Damp soaking into his belly fur woke Jaypaw. His muscles felt stiff and cramped with cold as he raised his head and looked around. He was in the underground cave, lit by a trickle of daylight from the roof far above his head. The river f lowed past him a couple of tail-lengths away.

Jaypaw staggered to his paws. He expected to see Rock, but the ledge where the ancient cat usually crouched was empty, and there was no sign of him anywhere in the cave.

Soft paw steps sounded behind Jaypaw; he spun around to see a ginger-and-white tom standing at the entrance to one of the tunnels. His green eyes looked haunted and somber, as if he couldn’t shake off the memory of drowning when rain flooded the tunnels.

“Fallen Leaves!” Jaypaw exclaimed.

“I didn’t think you would come back.” Aching loneliness vibrated in the ancient cat’s voice. “Are you going to stay with me this time?”

Sympathy stabbed Jaypaw, sharp as a thorn in his pad. He couldn’t imagine what it would be like to be trapped down here, alone, for countless seasons. The last time he had seen

Fallen Leaves, the ancient cat had saved his life, and the lives of his littermates and WindClan cats, when floodwaters had risen while they were looking for the lost kits.

“What happened to your Clanmates?” Jaypaw asked. “Why did they leave the lake?”

Fallen Leaves looked down at his paws. “I don’t know. I only knew that they had gone. Sharpclaws stopped coming into the tunnels, and the only sound from the moor was the wind. I have been on my own here for so long, I have lost count of the moons.” He raised his head, his green eyes pleading. “You and your friends were the first cats I had seen down here since… since I came in.”

“I have to know why they left!” Jaypaw meowed; he couldn’t explain it, but he was certain that the fate of those long-ago cats was bound up with the prophecy. Meeting Rock, finding the stick, feeling the whispers of ancient cats around him when he went to the Moonpool: None of that had happened by chance, he was sure.
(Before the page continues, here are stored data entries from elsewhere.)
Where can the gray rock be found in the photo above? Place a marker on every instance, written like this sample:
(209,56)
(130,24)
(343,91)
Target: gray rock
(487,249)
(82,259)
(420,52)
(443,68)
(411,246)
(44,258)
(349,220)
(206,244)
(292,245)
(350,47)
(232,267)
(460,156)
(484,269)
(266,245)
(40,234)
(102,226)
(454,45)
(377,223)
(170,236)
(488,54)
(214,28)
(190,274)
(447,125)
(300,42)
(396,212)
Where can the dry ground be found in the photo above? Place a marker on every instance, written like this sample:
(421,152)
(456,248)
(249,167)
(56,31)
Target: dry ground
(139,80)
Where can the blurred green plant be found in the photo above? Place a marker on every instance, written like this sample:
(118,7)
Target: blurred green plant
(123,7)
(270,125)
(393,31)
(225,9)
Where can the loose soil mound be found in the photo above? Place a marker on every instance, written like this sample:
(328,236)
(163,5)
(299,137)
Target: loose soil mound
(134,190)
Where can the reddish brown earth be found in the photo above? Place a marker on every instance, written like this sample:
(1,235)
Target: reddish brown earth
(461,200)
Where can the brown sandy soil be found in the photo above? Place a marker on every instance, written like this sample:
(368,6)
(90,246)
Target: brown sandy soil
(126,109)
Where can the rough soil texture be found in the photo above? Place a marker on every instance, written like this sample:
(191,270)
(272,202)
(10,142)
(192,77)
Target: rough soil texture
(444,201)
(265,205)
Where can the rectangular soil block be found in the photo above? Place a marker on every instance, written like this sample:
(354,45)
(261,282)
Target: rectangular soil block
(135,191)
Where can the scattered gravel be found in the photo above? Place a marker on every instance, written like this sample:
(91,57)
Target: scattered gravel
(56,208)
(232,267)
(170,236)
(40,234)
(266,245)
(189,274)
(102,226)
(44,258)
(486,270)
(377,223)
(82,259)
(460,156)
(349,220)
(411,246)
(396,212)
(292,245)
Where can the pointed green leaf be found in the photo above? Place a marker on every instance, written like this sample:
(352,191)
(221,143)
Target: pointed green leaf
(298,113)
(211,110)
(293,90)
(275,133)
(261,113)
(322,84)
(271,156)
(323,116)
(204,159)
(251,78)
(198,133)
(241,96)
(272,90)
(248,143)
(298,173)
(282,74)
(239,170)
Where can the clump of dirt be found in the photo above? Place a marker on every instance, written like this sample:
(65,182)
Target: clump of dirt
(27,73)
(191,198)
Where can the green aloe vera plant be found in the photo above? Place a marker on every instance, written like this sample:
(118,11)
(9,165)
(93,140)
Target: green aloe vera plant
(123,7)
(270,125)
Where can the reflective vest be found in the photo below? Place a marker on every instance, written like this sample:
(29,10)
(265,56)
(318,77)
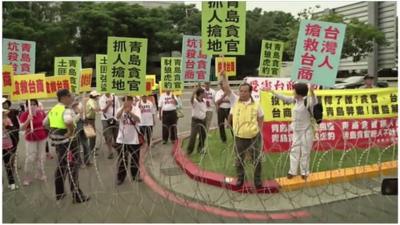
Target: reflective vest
(244,120)
(56,117)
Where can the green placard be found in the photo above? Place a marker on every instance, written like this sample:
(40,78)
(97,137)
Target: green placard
(270,58)
(71,66)
(223,27)
(101,73)
(171,75)
(126,66)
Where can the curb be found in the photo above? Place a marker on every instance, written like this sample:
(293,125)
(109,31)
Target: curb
(282,183)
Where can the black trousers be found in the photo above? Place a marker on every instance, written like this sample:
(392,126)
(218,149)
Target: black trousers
(147,131)
(8,159)
(222,116)
(169,129)
(68,166)
(123,154)
(198,127)
(242,145)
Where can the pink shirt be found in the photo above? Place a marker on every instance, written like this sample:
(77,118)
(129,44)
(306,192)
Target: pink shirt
(39,131)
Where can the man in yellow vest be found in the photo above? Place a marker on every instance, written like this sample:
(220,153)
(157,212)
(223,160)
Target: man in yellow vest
(246,117)
(62,132)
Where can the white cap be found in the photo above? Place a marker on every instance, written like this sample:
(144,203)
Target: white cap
(94,93)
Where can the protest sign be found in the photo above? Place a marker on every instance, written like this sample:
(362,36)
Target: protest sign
(318,50)
(126,66)
(20,54)
(223,27)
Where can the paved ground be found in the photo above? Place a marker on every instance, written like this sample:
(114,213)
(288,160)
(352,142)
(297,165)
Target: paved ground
(180,199)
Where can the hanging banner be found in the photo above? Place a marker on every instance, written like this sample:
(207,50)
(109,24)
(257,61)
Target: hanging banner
(228,63)
(126,67)
(28,87)
(171,74)
(356,118)
(195,65)
(55,83)
(101,73)
(271,58)
(318,50)
(71,66)
(86,80)
(223,27)
(20,54)
(8,72)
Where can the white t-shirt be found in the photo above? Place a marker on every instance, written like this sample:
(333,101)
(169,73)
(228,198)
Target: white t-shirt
(166,102)
(224,105)
(127,133)
(210,96)
(103,103)
(199,109)
(147,111)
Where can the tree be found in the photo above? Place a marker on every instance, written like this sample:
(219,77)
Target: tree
(359,38)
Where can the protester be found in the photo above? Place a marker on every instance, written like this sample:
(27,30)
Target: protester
(109,104)
(209,98)
(199,110)
(168,116)
(303,131)
(61,120)
(35,141)
(8,149)
(368,82)
(223,103)
(246,117)
(90,116)
(129,117)
(148,112)
(77,107)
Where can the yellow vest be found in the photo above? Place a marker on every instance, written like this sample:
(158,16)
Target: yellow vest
(244,119)
(56,117)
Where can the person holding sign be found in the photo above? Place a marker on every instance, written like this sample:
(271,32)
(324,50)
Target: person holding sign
(35,140)
(61,120)
(128,139)
(199,110)
(168,116)
(109,104)
(246,117)
(303,132)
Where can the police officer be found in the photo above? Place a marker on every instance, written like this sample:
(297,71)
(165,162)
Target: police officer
(61,120)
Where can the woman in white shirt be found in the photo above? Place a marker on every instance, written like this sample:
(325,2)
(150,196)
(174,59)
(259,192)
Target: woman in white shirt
(129,117)
(303,133)
(148,111)
(199,110)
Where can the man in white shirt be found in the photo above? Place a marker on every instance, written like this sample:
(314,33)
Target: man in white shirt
(199,110)
(168,116)
(109,104)
(129,117)
(209,99)
(148,112)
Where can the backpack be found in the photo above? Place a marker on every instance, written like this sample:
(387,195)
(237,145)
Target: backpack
(317,111)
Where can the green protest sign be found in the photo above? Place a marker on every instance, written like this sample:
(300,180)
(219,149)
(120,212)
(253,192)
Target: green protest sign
(223,27)
(101,73)
(171,74)
(126,66)
(71,66)
(270,58)
(318,50)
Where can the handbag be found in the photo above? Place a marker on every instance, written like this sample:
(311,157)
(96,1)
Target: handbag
(89,130)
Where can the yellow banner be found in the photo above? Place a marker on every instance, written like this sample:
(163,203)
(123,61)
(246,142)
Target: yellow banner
(8,72)
(28,87)
(229,63)
(338,104)
(86,80)
(55,83)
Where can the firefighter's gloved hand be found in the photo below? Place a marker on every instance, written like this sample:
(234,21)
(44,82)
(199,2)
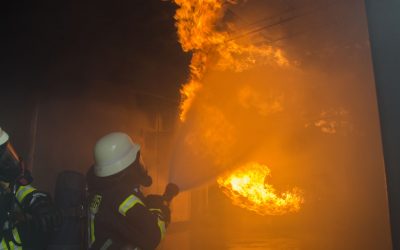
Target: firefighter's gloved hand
(46,216)
(154,201)
(158,205)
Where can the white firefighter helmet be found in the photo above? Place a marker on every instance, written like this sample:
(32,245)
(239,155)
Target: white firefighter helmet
(3,137)
(113,153)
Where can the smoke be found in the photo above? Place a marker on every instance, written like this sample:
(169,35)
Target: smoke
(314,124)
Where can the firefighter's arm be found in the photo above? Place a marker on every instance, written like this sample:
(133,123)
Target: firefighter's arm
(39,205)
(149,223)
He bounded toward the tunnel that led up into ThunderClan territory, brushing aside Fallen Leaves, who stared after him in dismay.

“Wait!” Fallen Leaves called out. “I thought you were going to stay with me.”

“I have to know what happened,” Jaypaw insisted with a last glance over his shoulder. The drowned cat was standing at the end of the tunnel, his eyes wide and distressed.

Jaypaw forced anger to stifle his pity. “How can I stay with him?” he muttered as he padded forward into the thick blackness of the tunnel. “There are too many things I need to find out. I can’t spend all my time hanging out with a dead cat!”

He expected to emerge in the woods above the hollow, awake and blind once more, or perhaps find himself on the lakeshore with the stick. Instead, daylight began to gleam on the walls ahead of him, growing stronger as he padded on. He could hear the sound of leaves rustling in the wind.

“I must be still dreaming,” he whispered.

His paws tingling, Jaypaw headed for the light. Rounding a curve in the tunnel, he saw a circle of daylight ahead of him.

Excited voices broke the silence.

“Is it him?”

“He’s later than I thought he’d be.”

“Do you think he got lost?”

Jaypaw slowed his pace. Even if he was coming up inside

WindClan, he should have known some of the voices, but they were all strange to him. And he didn’t recognize any of the scents drifting toward him from the tunnel mouth. Where was he, and who was waiting for him?

Then another voice reached him, making his paws freeze to the floor of the tunnel.

“Jay’s Wing? Jay’s Wing, is that you?”